The dollar hovered near a two-decade high against major peers on Wednesday, ahead of a key reading on inflation that should provide clues on how aggressive the Federal Reserve will be in tightening monetary policy.
The dollar index, which measures the currency versus six rivals, was around flat at 103.92, not far from the high of 104.49 reached at the start of the week for the first time since December 2002.
The euro languished at 1.05305, continuing to trade mostly sideways since plumbing a more than five-year low at 1.04695 at the end of last month.
The yen continued to get some respite from a pause in the recent relentless rise in benchmark US Treasury yields, trading little changed at 130.40 per dollar, after dipping to a more than two-decade low of 131.35 on Monday.

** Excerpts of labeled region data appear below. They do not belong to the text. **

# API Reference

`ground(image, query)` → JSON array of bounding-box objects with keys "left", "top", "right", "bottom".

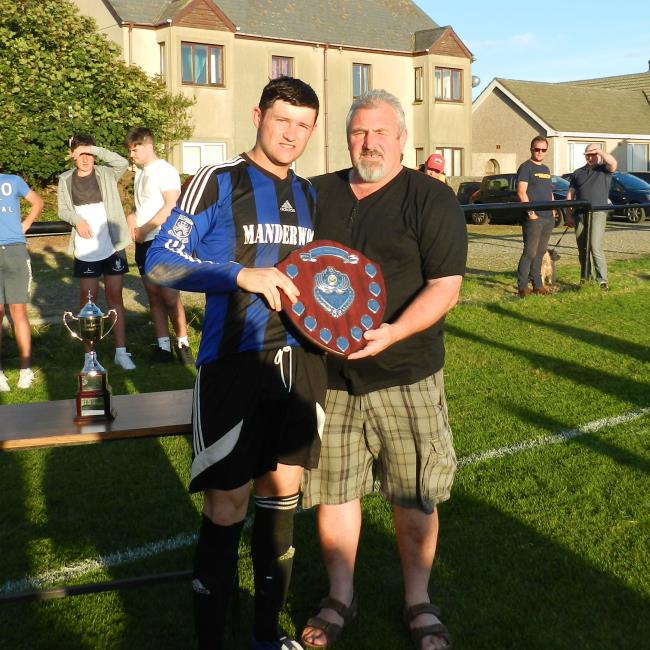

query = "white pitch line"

[
  {"left": 0, "top": 407, "right": 650, "bottom": 595},
  {"left": 458, "top": 408, "right": 650, "bottom": 468}
]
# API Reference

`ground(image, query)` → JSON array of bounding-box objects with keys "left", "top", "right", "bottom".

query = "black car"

[
  {"left": 629, "top": 172, "right": 650, "bottom": 183},
  {"left": 609, "top": 172, "right": 650, "bottom": 223},
  {"left": 465, "top": 174, "right": 569, "bottom": 226},
  {"left": 456, "top": 181, "right": 481, "bottom": 205},
  {"left": 562, "top": 172, "right": 650, "bottom": 223}
]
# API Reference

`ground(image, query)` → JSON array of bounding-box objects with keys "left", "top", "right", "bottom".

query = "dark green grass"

[{"left": 0, "top": 259, "right": 650, "bottom": 650}]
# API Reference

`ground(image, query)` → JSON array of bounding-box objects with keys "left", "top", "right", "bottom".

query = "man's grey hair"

[{"left": 345, "top": 89, "right": 406, "bottom": 136}]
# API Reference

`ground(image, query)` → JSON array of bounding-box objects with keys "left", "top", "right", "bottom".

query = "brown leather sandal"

[
  {"left": 404, "top": 603, "right": 453, "bottom": 650},
  {"left": 300, "top": 594, "right": 358, "bottom": 650}
]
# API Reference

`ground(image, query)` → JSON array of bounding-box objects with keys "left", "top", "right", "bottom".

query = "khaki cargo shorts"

[{"left": 303, "top": 370, "right": 456, "bottom": 513}]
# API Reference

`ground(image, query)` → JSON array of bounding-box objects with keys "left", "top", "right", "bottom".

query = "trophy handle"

[
  {"left": 63, "top": 311, "right": 81, "bottom": 341},
  {"left": 99, "top": 309, "right": 117, "bottom": 341}
]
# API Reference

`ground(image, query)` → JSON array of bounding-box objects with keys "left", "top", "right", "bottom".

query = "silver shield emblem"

[{"left": 314, "top": 266, "right": 354, "bottom": 318}]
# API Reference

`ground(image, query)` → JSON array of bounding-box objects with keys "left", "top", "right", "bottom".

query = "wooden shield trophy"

[{"left": 277, "top": 239, "right": 386, "bottom": 356}]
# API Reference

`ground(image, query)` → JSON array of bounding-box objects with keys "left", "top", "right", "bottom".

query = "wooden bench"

[
  {"left": 0, "top": 389, "right": 192, "bottom": 451},
  {"left": 0, "top": 389, "right": 193, "bottom": 604}
]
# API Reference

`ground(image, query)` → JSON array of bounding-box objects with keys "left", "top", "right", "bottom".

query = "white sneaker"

[
  {"left": 114, "top": 350, "right": 135, "bottom": 370},
  {"left": 16, "top": 368, "right": 34, "bottom": 389}
]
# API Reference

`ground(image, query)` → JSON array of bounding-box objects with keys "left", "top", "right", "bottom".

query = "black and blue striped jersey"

[{"left": 145, "top": 154, "right": 316, "bottom": 365}]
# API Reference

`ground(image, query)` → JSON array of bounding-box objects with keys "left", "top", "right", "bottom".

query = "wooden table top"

[{"left": 0, "top": 389, "right": 193, "bottom": 451}]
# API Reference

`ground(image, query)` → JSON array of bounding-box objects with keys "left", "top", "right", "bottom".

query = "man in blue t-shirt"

[
  {"left": 0, "top": 174, "right": 43, "bottom": 392},
  {"left": 517, "top": 136, "right": 555, "bottom": 298},
  {"left": 566, "top": 144, "right": 618, "bottom": 291}
]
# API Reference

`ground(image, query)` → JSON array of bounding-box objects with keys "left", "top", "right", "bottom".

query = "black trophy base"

[{"left": 74, "top": 373, "right": 117, "bottom": 424}]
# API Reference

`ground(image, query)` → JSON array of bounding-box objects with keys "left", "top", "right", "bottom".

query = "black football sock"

[
  {"left": 251, "top": 494, "right": 298, "bottom": 641},
  {"left": 192, "top": 515, "right": 244, "bottom": 650}
]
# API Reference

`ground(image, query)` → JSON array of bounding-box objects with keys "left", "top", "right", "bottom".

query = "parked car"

[
  {"left": 562, "top": 172, "right": 650, "bottom": 223},
  {"left": 461, "top": 174, "right": 569, "bottom": 226},
  {"left": 609, "top": 172, "right": 650, "bottom": 223},
  {"left": 456, "top": 181, "right": 481, "bottom": 205},
  {"left": 629, "top": 172, "right": 650, "bottom": 183}
]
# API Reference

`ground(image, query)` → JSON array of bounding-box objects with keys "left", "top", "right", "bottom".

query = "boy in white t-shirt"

[
  {"left": 58, "top": 133, "right": 135, "bottom": 370},
  {"left": 125, "top": 128, "right": 194, "bottom": 365}
]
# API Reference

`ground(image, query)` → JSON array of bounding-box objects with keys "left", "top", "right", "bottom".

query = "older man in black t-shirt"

[
  {"left": 517, "top": 135, "right": 555, "bottom": 298},
  {"left": 302, "top": 90, "right": 467, "bottom": 650},
  {"left": 566, "top": 144, "right": 618, "bottom": 291}
]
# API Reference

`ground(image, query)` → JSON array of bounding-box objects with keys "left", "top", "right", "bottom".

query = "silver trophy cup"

[{"left": 63, "top": 292, "right": 117, "bottom": 422}]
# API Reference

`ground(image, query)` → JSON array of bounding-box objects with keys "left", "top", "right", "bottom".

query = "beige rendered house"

[
  {"left": 471, "top": 72, "right": 650, "bottom": 176},
  {"left": 75, "top": 0, "right": 472, "bottom": 176}
]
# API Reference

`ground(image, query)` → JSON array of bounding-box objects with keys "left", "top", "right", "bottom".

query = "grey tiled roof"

[
  {"left": 107, "top": 0, "right": 438, "bottom": 52},
  {"left": 496, "top": 75, "right": 650, "bottom": 135},
  {"left": 564, "top": 71, "right": 650, "bottom": 93}
]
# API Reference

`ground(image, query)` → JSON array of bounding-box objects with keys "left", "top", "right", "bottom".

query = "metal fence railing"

[{"left": 461, "top": 196, "right": 650, "bottom": 280}]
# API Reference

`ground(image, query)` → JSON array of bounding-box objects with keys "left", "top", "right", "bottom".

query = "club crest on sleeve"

[{"left": 168, "top": 215, "right": 194, "bottom": 244}]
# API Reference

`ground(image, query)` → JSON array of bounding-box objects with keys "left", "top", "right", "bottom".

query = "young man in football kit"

[{"left": 145, "top": 77, "right": 326, "bottom": 650}]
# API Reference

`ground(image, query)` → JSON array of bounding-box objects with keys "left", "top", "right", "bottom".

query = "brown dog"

[{"left": 542, "top": 250, "right": 560, "bottom": 287}]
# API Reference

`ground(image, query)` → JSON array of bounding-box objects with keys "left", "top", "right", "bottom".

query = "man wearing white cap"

[
  {"left": 565, "top": 144, "right": 618, "bottom": 291},
  {"left": 422, "top": 153, "right": 449, "bottom": 185}
]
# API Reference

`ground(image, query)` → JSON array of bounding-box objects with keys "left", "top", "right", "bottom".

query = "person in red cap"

[{"left": 424, "top": 153, "right": 447, "bottom": 184}]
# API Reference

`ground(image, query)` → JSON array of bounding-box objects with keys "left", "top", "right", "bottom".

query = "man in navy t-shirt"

[{"left": 517, "top": 136, "right": 555, "bottom": 298}]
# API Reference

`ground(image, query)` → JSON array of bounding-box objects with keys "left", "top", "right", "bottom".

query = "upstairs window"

[
  {"left": 413, "top": 67, "right": 424, "bottom": 102},
  {"left": 271, "top": 56, "right": 293, "bottom": 79},
  {"left": 352, "top": 63, "right": 370, "bottom": 99},
  {"left": 436, "top": 68, "right": 463, "bottom": 102},
  {"left": 181, "top": 43, "right": 223, "bottom": 86}
]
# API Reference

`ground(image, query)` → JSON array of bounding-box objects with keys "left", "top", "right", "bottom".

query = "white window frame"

[{"left": 181, "top": 141, "right": 228, "bottom": 174}]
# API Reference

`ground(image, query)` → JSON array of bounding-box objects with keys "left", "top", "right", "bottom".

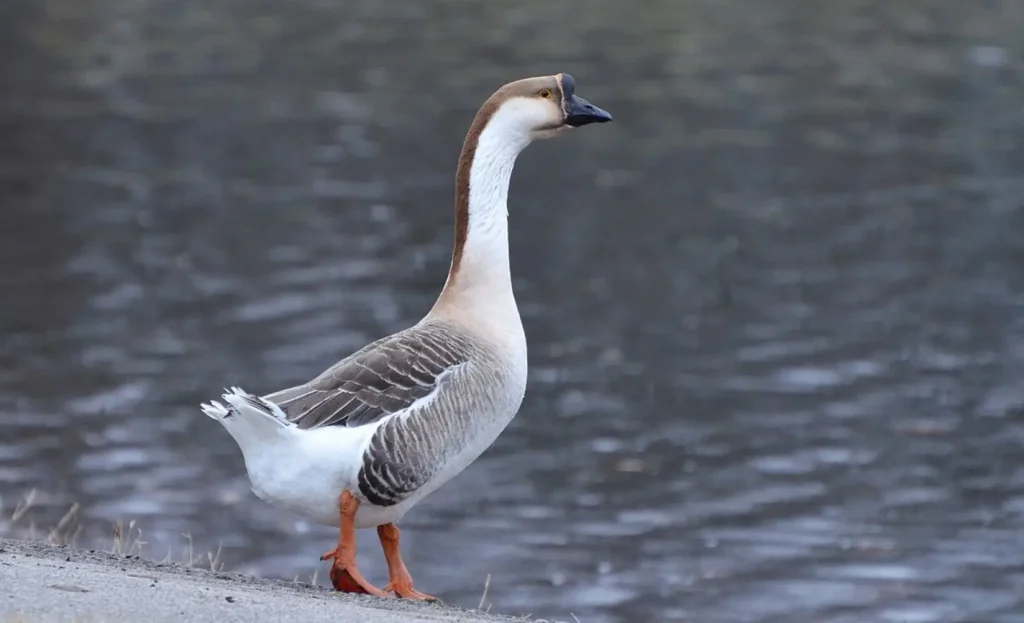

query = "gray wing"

[{"left": 263, "top": 325, "right": 470, "bottom": 429}]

Investors will be closely watching the April US consumer price index reading later on Wednesday for any signs inflation may be starting to cool, with expectations calling for a 8.1% annual increase compared with an 8.5% rise recorded in March.
After the Fed raised its benchmark overnight interest rate by 50 basis points last week, the largest hike in 22 years, investors have been attempting to assess how aggressive the central bank will be.

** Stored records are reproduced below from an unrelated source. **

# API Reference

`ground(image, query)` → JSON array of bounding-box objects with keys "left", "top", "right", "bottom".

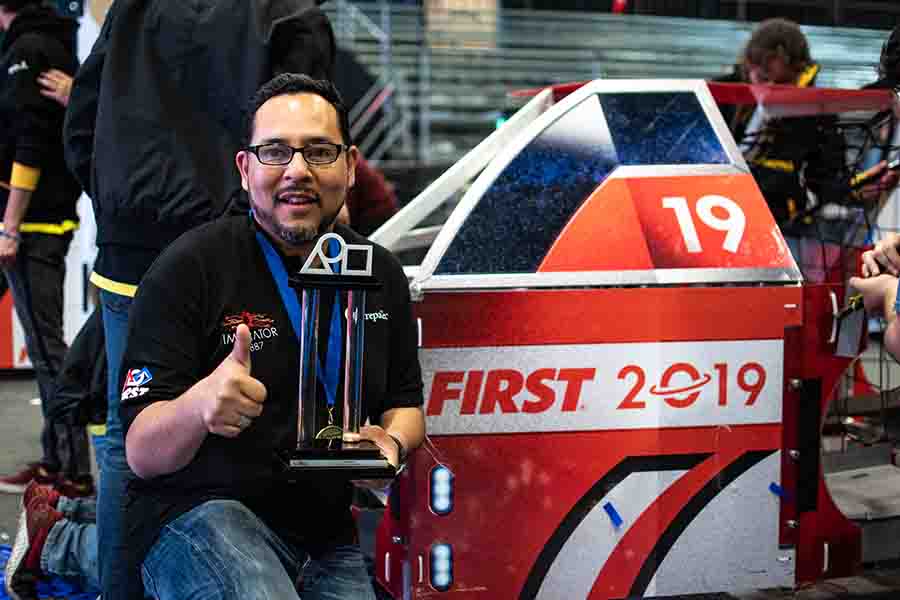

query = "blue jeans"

[
  {"left": 97, "top": 290, "right": 140, "bottom": 600},
  {"left": 142, "top": 500, "right": 375, "bottom": 600},
  {"left": 41, "top": 497, "right": 100, "bottom": 591}
]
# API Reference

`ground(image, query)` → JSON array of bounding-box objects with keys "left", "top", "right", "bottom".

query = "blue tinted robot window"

[
  {"left": 600, "top": 92, "right": 731, "bottom": 165},
  {"left": 435, "top": 92, "right": 729, "bottom": 275}
]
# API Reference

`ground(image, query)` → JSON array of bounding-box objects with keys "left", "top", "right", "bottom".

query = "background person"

[
  {"left": 65, "top": 0, "right": 334, "bottom": 600},
  {"left": 0, "top": 0, "right": 81, "bottom": 493}
]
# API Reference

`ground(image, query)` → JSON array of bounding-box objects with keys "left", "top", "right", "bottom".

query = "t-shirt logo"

[
  {"left": 222, "top": 310, "right": 275, "bottom": 331},
  {"left": 122, "top": 367, "right": 153, "bottom": 400},
  {"left": 222, "top": 310, "right": 278, "bottom": 350},
  {"left": 6, "top": 60, "right": 29, "bottom": 77}
]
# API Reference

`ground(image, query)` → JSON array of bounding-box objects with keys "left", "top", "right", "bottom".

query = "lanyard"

[{"left": 256, "top": 231, "right": 341, "bottom": 406}]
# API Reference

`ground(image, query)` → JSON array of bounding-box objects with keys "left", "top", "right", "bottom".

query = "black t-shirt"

[{"left": 121, "top": 216, "right": 422, "bottom": 564}]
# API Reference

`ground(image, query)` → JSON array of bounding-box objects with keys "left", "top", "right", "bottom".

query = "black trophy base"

[{"left": 281, "top": 441, "right": 397, "bottom": 479}]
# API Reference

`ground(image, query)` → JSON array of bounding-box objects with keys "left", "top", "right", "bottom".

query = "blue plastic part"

[
  {"left": 603, "top": 502, "right": 625, "bottom": 529},
  {"left": 0, "top": 545, "right": 97, "bottom": 600}
]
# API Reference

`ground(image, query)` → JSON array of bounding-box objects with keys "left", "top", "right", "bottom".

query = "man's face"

[
  {"left": 747, "top": 53, "right": 797, "bottom": 84},
  {"left": 236, "top": 93, "right": 358, "bottom": 252}
]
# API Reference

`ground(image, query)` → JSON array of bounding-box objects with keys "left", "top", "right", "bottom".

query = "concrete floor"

[
  {"left": 0, "top": 372, "right": 900, "bottom": 600},
  {"left": 0, "top": 372, "right": 42, "bottom": 544}
]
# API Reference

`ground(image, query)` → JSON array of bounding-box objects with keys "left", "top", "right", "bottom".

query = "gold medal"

[{"left": 316, "top": 425, "right": 344, "bottom": 440}]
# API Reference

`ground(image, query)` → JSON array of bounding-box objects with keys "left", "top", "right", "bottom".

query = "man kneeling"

[{"left": 121, "top": 74, "right": 425, "bottom": 600}]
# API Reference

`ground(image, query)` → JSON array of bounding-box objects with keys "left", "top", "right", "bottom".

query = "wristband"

[{"left": 388, "top": 434, "right": 407, "bottom": 470}]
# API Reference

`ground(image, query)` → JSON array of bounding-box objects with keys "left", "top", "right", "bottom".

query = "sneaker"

[
  {"left": 22, "top": 481, "right": 59, "bottom": 508},
  {"left": 53, "top": 475, "right": 97, "bottom": 498},
  {"left": 4, "top": 496, "right": 63, "bottom": 600},
  {"left": 0, "top": 463, "right": 57, "bottom": 494}
]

Markets are priced for another hike of at least 50 basis points at the central bank’s June meeting, according to CME’s Fed Watch Tool.

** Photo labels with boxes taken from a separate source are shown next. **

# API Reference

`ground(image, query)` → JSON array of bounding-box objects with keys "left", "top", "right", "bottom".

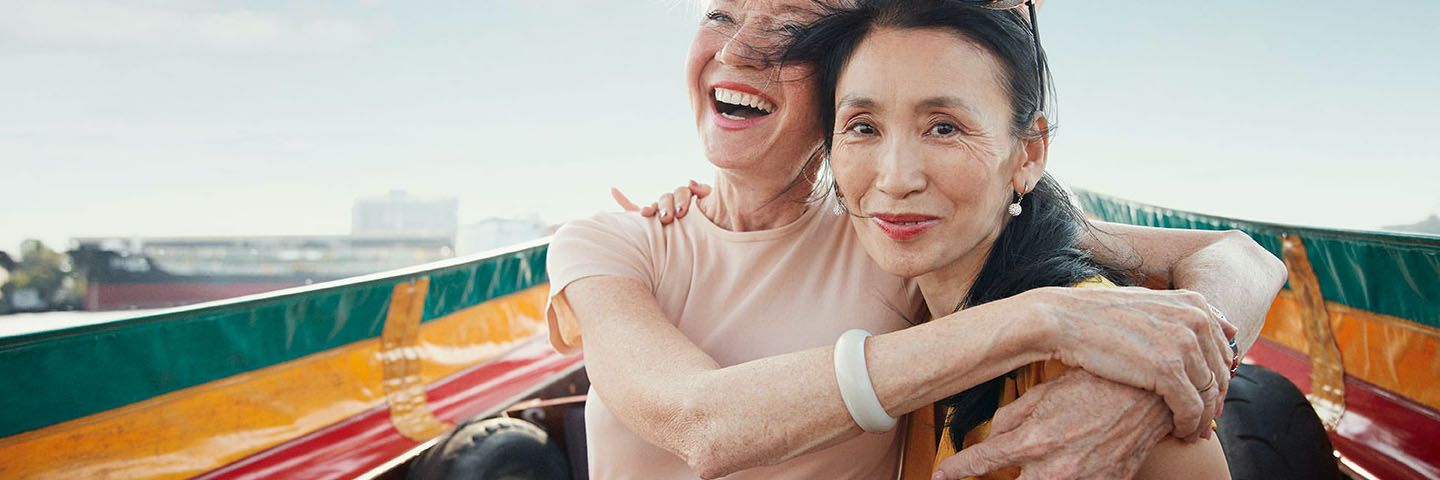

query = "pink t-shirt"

[{"left": 547, "top": 196, "right": 919, "bottom": 480}]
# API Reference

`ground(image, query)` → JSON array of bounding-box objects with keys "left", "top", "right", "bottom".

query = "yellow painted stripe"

[
  {"left": 416, "top": 285, "right": 550, "bottom": 383},
  {"left": 380, "top": 278, "right": 454, "bottom": 441},
  {"left": 0, "top": 285, "right": 547, "bottom": 479},
  {"left": 1261, "top": 290, "right": 1440, "bottom": 409},
  {"left": 0, "top": 332, "right": 384, "bottom": 479}
]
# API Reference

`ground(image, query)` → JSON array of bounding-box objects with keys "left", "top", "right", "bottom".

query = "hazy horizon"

[{"left": 0, "top": 0, "right": 1440, "bottom": 254}]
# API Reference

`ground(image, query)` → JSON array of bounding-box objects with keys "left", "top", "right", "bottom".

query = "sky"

[{"left": 0, "top": 0, "right": 1440, "bottom": 251}]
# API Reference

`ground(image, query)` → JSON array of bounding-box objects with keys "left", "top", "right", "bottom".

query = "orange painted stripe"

[
  {"left": 0, "top": 285, "right": 549, "bottom": 479},
  {"left": 416, "top": 285, "right": 550, "bottom": 383},
  {"left": 1261, "top": 290, "right": 1440, "bottom": 409}
]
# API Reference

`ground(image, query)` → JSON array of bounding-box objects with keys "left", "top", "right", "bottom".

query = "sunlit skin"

[
  {"left": 831, "top": 30, "right": 1045, "bottom": 317},
  {"left": 831, "top": 30, "right": 1228, "bottom": 479},
  {"left": 679, "top": 0, "right": 825, "bottom": 231}
]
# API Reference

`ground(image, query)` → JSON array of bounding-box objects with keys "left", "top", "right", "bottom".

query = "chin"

[{"left": 865, "top": 243, "right": 936, "bottom": 278}]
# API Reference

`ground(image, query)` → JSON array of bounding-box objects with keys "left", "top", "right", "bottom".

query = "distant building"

The greenback has climbed nearly 9% this year amid an increasingly hawkish Fed, as inflation burned hotter than policymakers had expected. Commonwealth Bank of Australia sees the risk tilted to further gains from here.
“The USD’s reaction to the CPI will be asymmetrical in our view,” CBA currency strategist Joseph Capurso wrote in a client note.
“A positive surprise will encourage markets to increase pricing for a 75 (basis point) increase in the Funds rate later in the year and support the USD, while a negative surprise will keep pricing for 50 bp increases in June and July intact and leave the USD steady.”
The euro “remains heavy” above $1.05, he wrote, and a strong CPI print could push the Australian dollar below $0.69.
The Aussie ticked up 0.17% to $0.6951 on Wednesday,but not bouncing much from the 22-month trough of $0.6911 touched on Monday.
Sterling also struggled near a 22-month low at $1.2262 from the start of the week, last trading flat at $1.2323.
Bitcoin nursed its wounds after dropping to the cusp of $30,000 this week for the first time since July of last year, changing hands at $30,758.92.